The cracked Opal Tower in Sydney is overall structurally sound but had numerous design and construction flaws such as the crucial support beams, which were prone to bursting, according to the final report on the building released on Friday.

The findings came two months after a loud cracking sound was heard by the residents, which prompted them to evacuate from the newly-built tower.

In a report by The Sydney Morning Herald, it was revealed that modifications made after the initial design for the project led to some joints between the hob beams and panels inside the building being only partially grouted.

That substantially increased the amount of stress in the beams on levels four, 10, 16 and 26 of the 36-storey tower. In addition, the investigation found that the visible cracking to a concrete panel and floor slab on level 10 of the building was likely caused by a nearby faulty beam.

Despite the faults that were found, David Bare, Housing Industry Association executive director NSW, highlighted the assurance given by the professors of engineering whom the NSW government commissioned to complete an investigation into the structural issues at Opal Tower.

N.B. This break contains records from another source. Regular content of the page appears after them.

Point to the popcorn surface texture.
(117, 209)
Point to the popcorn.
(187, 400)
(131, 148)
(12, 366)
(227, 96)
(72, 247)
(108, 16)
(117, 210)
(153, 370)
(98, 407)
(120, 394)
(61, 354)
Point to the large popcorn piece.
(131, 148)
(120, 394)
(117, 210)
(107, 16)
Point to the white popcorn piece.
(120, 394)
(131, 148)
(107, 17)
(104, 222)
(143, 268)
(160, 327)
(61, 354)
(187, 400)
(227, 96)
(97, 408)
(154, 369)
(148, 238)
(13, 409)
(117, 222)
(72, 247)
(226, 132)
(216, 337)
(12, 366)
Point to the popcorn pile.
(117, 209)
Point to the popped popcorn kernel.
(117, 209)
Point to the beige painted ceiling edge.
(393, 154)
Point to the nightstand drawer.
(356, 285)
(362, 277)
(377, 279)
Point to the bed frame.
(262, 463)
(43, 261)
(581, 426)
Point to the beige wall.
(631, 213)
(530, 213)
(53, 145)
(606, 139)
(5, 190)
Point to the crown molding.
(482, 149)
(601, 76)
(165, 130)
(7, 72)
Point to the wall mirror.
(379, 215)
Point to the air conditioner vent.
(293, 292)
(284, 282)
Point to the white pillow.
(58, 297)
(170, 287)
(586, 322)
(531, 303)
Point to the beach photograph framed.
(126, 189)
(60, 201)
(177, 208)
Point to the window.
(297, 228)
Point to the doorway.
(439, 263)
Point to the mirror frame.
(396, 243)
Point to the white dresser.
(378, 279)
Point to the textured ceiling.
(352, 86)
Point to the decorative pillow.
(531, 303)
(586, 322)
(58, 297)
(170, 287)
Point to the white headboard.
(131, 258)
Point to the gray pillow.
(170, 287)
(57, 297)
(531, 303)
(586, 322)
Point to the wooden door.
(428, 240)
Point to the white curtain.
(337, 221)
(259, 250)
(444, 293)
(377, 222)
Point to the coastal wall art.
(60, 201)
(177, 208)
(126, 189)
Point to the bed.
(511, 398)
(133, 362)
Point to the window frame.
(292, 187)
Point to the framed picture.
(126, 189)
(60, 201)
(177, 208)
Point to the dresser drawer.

The professionals said that the Opal Tower fiasco was a very rare occurrence and they trust the strength of the National Construction Code and Australian building standards in terms of building safety.

“This is an important point. It underscores that we can have confidence in the integrity of the vast majority of buildings constructed,” Bare said.

The final report makes several recommendations to avoid a similar situation occurring in the future, including measures that focus on greater accountability for professionals involved with the design of buildings.

“HIA supports the registration of engineers, independent third-party review of certain key parts of building designs and critical stage inspections for major construction projects. It should also be noted that most of the recommendations made overlap recommendations made by Professor Shergold and Bronwyn Weir in the Building Confidence report released in 2018,” said Bare.

The NSW government has also committed to implementing most of the recommendations.